An early-career computational biologist discusses the impact of molecular biology on societal issues.
It all started with Bacillus cereus.
The name may not be familiar, but most likely the symptoms it causes are. Foodborne pathogen B. cereus usually causes 24 hours of nausea, diarrhoea, and/or vomiting when improperly cooked or stored foods are eaten after being left at room temperature for too long. This form of food poisoning, while typically mild, is caused by a toxin produced by B. cereus, which cannot be cooked away.
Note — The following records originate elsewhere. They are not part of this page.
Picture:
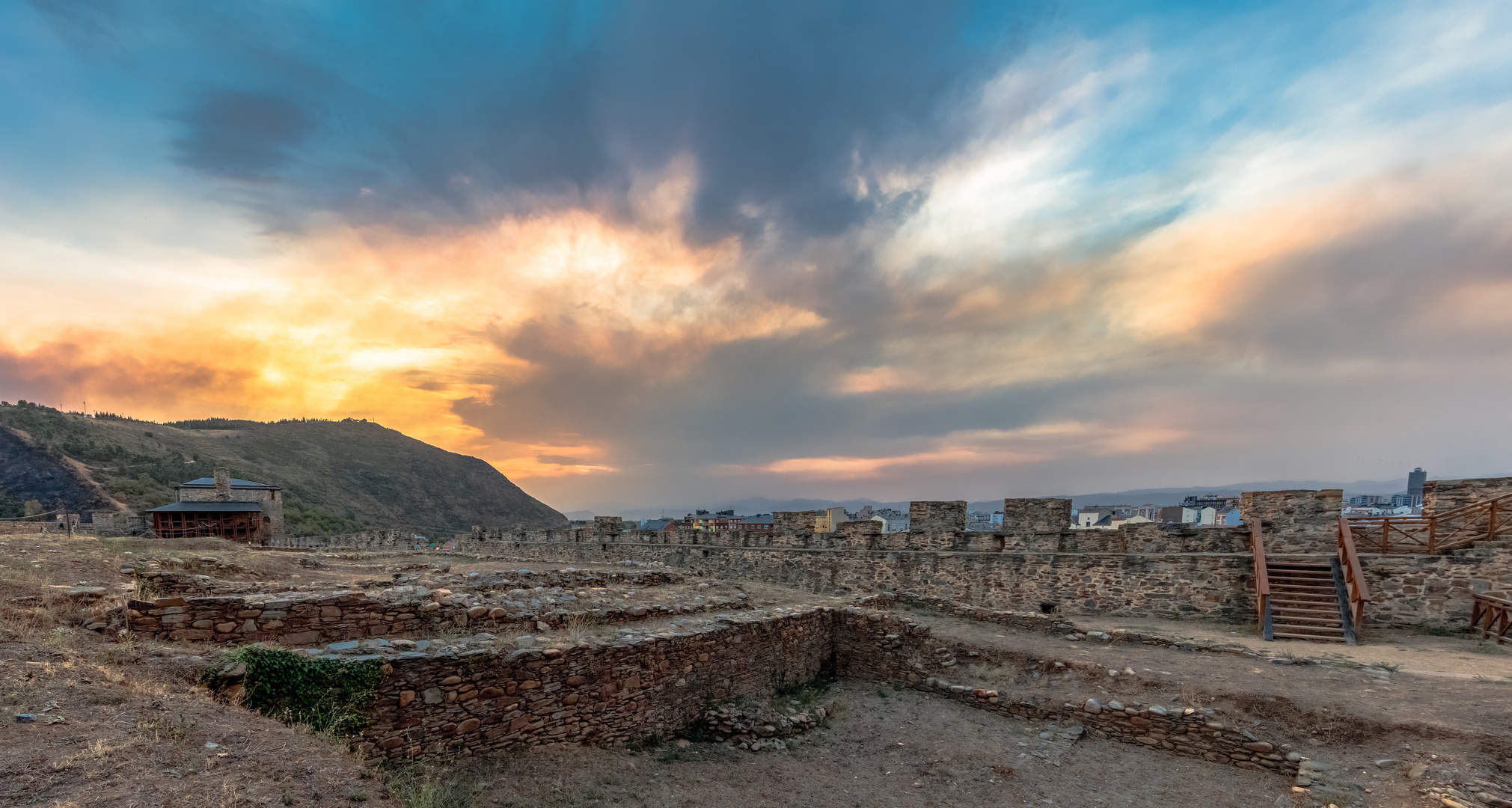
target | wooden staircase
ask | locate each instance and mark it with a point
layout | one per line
(1304, 602)
(1310, 601)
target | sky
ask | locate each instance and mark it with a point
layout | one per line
(667, 251)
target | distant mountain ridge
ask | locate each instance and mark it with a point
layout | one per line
(337, 476)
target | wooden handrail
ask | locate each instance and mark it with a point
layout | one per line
(1261, 578)
(1491, 618)
(1353, 577)
(1435, 533)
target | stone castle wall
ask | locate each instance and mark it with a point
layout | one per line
(489, 701)
(1171, 584)
(884, 648)
(1294, 521)
(484, 701)
(1433, 590)
(1446, 495)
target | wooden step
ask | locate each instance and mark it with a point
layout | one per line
(1284, 636)
(1288, 619)
(1319, 630)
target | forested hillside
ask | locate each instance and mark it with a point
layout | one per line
(337, 476)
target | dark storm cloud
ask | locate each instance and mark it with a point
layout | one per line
(459, 109)
(241, 135)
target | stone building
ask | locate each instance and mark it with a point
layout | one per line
(223, 507)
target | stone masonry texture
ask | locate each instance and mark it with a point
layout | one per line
(1294, 521)
(487, 701)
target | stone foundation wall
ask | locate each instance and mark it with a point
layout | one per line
(370, 539)
(1069, 583)
(876, 646)
(486, 703)
(1036, 515)
(1446, 495)
(300, 619)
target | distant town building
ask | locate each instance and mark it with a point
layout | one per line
(893, 521)
(221, 507)
(1217, 501)
(756, 524)
(723, 519)
(827, 519)
(1415, 480)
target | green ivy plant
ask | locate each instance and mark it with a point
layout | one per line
(327, 695)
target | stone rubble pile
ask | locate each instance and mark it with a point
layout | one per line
(756, 728)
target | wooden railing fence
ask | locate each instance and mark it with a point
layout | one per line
(1435, 533)
(1261, 581)
(1355, 587)
(1491, 618)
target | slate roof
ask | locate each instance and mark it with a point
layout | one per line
(209, 483)
(209, 507)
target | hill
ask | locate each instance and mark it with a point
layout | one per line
(337, 476)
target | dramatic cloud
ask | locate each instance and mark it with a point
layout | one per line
(666, 253)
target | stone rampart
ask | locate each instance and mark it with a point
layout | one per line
(1036, 515)
(487, 701)
(1433, 590)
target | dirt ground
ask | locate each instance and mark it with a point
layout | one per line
(120, 722)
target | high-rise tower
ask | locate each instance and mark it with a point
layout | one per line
(1415, 480)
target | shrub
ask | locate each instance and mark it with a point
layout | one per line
(327, 695)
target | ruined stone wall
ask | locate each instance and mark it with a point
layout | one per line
(303, 619)
(1294, 521)
(484, 701)
(1036, 515)
(1446, 495)
(185, 583)
(937, 525)
(1433, 590)
(368, 539)
(1074, 583)
(876, 646)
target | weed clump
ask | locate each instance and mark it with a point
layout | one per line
(327, 695)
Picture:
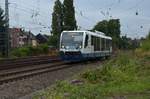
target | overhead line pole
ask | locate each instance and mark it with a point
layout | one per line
(7, 40)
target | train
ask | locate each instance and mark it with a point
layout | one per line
(84, 45)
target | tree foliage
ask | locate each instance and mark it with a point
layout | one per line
(63, 18)
(110, 28)
(2, 20)
(69, 15)
(2, 32)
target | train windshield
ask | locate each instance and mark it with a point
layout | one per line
(72, 39)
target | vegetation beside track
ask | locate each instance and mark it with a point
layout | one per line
(125, 76)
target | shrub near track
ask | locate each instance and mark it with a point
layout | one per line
(125, 76)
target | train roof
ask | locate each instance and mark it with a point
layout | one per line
(100, 34)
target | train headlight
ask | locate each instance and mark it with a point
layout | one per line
(80, 46)
(62, 46)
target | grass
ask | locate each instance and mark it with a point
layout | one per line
(125, 76)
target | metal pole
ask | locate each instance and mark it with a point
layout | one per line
(7, 41)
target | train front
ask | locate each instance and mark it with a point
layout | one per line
(71, 43)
The US Centers for Disease Control and Prevention estimate that the US has more than 63,000 cases of B. cereus illness each year – all of which are attributed to eating contaminated food.
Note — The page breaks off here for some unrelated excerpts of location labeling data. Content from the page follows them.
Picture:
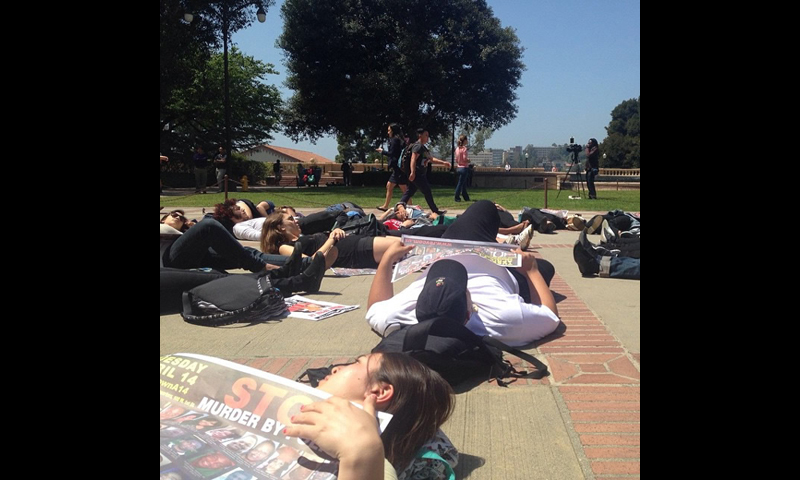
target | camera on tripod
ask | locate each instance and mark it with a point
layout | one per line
(573, 147)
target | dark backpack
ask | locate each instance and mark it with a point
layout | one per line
(232, 299)
(357, 225)
(457, 353)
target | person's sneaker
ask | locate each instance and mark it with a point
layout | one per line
(607, 234)
(588, 264)
(524, 238)
(593, 226)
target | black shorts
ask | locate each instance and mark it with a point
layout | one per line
(355, 251)
(398, 176)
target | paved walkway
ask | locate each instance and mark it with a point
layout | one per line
(581, 422)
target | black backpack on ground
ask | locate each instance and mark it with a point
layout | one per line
(356, 225)
(457, 353)
(231, 299)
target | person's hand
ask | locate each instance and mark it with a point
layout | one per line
(337, 234)
(396, 252)
(341, 429)
(528, 261)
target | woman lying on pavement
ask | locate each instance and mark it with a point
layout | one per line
(419, 399)
(514, 305)
(281, 232)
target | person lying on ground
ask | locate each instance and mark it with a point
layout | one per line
(604, 260)
(514, 305)
(318, 222)
(415, 221)
(281, 231)
(419, 399)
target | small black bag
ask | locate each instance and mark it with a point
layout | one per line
(457, 353)
(232, 299)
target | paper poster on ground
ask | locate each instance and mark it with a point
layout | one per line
(221, 420)
(429, 249)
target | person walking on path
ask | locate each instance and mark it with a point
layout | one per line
(200, 160)
(420, 158)
(221, 164)
(592, 166)
(347, 167)
(463, 171)
(398, 176)
(277, 170)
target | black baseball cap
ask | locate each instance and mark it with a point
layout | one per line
(444, 293)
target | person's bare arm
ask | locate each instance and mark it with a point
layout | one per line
(413, 175)
(540, 292)
(382, 288)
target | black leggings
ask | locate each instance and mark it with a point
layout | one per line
(480, 222)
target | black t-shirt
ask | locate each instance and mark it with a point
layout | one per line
(594, 159)
(423, 152)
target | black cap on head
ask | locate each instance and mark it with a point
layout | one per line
(444, 293)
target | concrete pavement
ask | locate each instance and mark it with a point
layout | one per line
(581, 422)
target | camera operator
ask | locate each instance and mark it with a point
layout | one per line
(592, 166)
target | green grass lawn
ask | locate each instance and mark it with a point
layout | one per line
(369, 197)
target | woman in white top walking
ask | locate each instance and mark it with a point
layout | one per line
(463, 162)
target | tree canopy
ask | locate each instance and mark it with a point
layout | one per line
(621, 146)
(357, 65)
(192, 79)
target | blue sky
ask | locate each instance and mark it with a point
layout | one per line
(581, 58)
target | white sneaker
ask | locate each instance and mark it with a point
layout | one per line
(524, 238)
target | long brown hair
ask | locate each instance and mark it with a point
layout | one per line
(272, 237)
(421, 403)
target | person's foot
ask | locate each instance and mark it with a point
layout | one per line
(523, 239)
(593, 226)
(607, 234)
(588, 264)
(547, 227)
(294, 265)
(312, 276)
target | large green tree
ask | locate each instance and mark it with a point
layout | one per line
(357, 65)
(197, 111)
(621, 146)
(193, 80)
Laura Carroll is a postdoc in EMBL’s Zeller team and the recent recipient of the International Association for Food Protection’s Institut Merieux Young Investigator Award in Antimicrobial Resistance. B. cereus was an important part of her PhD work, which she began in 2014 at Cornell University in New York state. “No one else was studying this much at the time, so I somehow found a little niche for myself with B. cereus,” Laura recalls. “Today, I’m interested in developing computational methods that give us insight into other microorganisms that pose a threat to global public health.”
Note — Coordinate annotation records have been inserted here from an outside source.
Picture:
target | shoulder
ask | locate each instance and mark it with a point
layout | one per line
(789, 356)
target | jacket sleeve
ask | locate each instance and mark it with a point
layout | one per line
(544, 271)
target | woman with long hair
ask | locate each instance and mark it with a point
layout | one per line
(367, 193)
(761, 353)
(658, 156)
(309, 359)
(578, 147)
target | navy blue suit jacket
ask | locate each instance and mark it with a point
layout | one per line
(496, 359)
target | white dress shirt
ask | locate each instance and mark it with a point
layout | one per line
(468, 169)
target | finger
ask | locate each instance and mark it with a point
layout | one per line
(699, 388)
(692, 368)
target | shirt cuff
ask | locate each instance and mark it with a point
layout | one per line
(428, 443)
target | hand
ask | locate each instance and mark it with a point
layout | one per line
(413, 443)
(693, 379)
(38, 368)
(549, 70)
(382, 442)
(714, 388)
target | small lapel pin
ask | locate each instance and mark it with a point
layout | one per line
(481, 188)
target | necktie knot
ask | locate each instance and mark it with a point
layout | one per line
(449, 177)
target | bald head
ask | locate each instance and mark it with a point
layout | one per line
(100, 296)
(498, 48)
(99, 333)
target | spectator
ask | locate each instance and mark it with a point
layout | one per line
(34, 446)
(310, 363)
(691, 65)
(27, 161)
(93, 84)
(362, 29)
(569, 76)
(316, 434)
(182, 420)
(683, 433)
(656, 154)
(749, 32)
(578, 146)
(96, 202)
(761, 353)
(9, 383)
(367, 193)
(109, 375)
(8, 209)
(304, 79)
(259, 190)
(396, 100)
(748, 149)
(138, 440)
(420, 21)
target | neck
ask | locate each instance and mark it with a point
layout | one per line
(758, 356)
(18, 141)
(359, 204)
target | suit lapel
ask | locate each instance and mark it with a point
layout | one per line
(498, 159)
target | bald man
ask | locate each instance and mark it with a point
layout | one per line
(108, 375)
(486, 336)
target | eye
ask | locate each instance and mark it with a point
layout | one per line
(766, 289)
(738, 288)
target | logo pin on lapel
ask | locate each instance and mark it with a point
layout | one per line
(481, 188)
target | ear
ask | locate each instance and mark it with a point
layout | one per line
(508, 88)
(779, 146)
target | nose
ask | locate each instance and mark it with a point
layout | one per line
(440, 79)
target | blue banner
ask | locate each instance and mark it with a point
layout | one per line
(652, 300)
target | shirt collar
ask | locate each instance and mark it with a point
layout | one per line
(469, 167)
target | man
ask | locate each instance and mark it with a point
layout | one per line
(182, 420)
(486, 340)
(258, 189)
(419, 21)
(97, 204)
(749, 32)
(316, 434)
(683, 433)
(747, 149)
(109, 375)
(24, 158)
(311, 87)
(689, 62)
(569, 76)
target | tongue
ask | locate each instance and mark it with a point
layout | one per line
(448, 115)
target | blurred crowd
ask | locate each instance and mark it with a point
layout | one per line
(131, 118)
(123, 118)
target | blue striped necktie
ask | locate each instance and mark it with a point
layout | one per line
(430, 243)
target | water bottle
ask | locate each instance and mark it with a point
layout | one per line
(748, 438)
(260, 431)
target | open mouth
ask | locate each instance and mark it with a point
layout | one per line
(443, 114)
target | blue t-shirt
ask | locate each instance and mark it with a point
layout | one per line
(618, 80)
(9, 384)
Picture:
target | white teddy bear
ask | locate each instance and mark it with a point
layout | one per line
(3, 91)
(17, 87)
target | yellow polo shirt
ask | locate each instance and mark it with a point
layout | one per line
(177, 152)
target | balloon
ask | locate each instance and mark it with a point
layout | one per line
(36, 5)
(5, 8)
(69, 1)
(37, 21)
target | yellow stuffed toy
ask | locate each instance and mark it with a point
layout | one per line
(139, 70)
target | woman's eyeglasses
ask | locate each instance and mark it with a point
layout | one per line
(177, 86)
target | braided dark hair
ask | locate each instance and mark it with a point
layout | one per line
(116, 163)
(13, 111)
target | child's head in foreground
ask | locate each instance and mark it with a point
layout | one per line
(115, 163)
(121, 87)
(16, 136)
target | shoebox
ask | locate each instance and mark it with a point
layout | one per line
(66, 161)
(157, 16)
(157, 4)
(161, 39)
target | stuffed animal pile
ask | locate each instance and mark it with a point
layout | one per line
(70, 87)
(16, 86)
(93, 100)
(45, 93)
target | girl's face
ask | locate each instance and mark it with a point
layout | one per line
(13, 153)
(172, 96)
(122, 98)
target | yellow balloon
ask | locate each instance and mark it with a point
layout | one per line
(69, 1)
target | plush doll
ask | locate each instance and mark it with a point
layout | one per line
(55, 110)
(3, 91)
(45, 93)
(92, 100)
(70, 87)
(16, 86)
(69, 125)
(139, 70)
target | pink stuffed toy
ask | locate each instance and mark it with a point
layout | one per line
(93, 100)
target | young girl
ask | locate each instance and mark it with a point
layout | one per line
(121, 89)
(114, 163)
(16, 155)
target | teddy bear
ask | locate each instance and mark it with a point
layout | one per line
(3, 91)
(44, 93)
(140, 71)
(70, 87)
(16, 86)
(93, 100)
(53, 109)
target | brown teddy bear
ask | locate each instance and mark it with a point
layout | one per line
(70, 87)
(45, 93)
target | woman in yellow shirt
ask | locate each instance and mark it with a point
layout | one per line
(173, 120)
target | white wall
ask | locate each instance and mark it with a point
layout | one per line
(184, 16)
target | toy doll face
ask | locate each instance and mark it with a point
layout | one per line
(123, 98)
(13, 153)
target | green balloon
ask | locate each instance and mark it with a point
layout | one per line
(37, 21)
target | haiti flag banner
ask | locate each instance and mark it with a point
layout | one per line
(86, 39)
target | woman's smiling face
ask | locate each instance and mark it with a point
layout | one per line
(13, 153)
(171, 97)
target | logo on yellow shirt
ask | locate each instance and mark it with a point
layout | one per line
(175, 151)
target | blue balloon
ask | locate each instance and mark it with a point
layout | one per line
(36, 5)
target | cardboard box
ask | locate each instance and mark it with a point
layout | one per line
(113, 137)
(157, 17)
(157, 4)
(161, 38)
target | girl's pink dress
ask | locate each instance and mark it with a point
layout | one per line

At EMBL, Laura has been developing machine learning models that can find and identify biosynthetic gene clusters (BGCs) in bacterial genomes. BGCs are groups of genes in a bacterium’s genome that allow the bacterium to produce specialised metabolites. These metabolites can give the microbes that produce them certain advantages, allowing the microbes to interact with their environment or with other bacteria, or to respond to specific stressors. Some BGC-encoded metabolites, such as the toxin produced by B. cereus, are bad for humans and can cause illness. However, other metabolites encoded by BGCs have important uses in medicine: many antibiotics, cardiovascular drugs, and other medications (e.g. anticancer and anti-inflammatory or immunosuppressant agents) have historically been created from BGC-encoded metabolites.
The computer model Laura currently uses took approximately two years to build and train. “We’re essentially helping scientists hunt for antibiotics, toxins, and other novel metabolites encoded by these groups of genes,” Laura says. “Ours is a machine learning-based approach. We train a model by showing it examples of what a BGC looks like. Well-annotated genomic data guide this process, indicating what might be a BGC.”
Laura’s prototype program is a work in progress, but is already available to help experimentalists more precisely target their own hunts for BGCs.
From maths to gene discovery
With a love of maths, supportive science teachers, and a mother who was a rheumatologist and STEM role model, Laura’s interest in pursuing a career in science grew as she got older.
“Initially, I’d planned on doing more math as an undergrad, but I discovered computational biology was a more inclusive space for women in science,” she recalls. “I had female role models who made it seem like a viable career option. Not everyone has that experience.”
During her PhD on antimicrobial resistance, Laura discovered a novel gene in a strain of Salmonella. The gene she discovered, called mcr-9, enables some bacteria to become resistant to an antibiotic called colistin under certain conditions.
“Basically, colistin is a last-resort antibiotic that is critically important to human medicine,” Laura explains. “It’s used to treat people with extensively drug resistant bacterial infections, when all other antibiotics have failed. So, by finding this gene, it can help us understand why and how this resistance occurs, so that we can potentially start a path towards developing new antibiotics that don’t have this same vulnerability.”
In 2019, Laura joined EMBL, seeking a research experience that would broaden her horizons.
“I think it’s important to experience new ways of doing things,” she says. “I’ve learned new methods and been introduced to new schools of thought. There’s not just one way to work with a dataset.”
Laura believes the research landscape will be enhanced by the next EMBL Programme, Molecules to Ecosystems, which begins in 2022. The programme encourages scientists to carry out multidisciplinary work and to step outside the lab to study life in the context of its natural environment. She points to the COVID-19 pandemic as the best justification for broadening the scope of molecular biology in this way. A world with fast and frequent travel enriches our lives, but it also presents risks, with new opportunities for disease to spread more quickly and widely. Molecular biology can help us to solve some of these challenges.
“We’re travelling more. Global supply chains allow us to get food and livestock from all over the world. We’re more interconnected than ever before,” Laura says. “And this dovetails into what I am interested in: how we interact with food and the environment, and how it sets up a path for the transmission of pathogens.”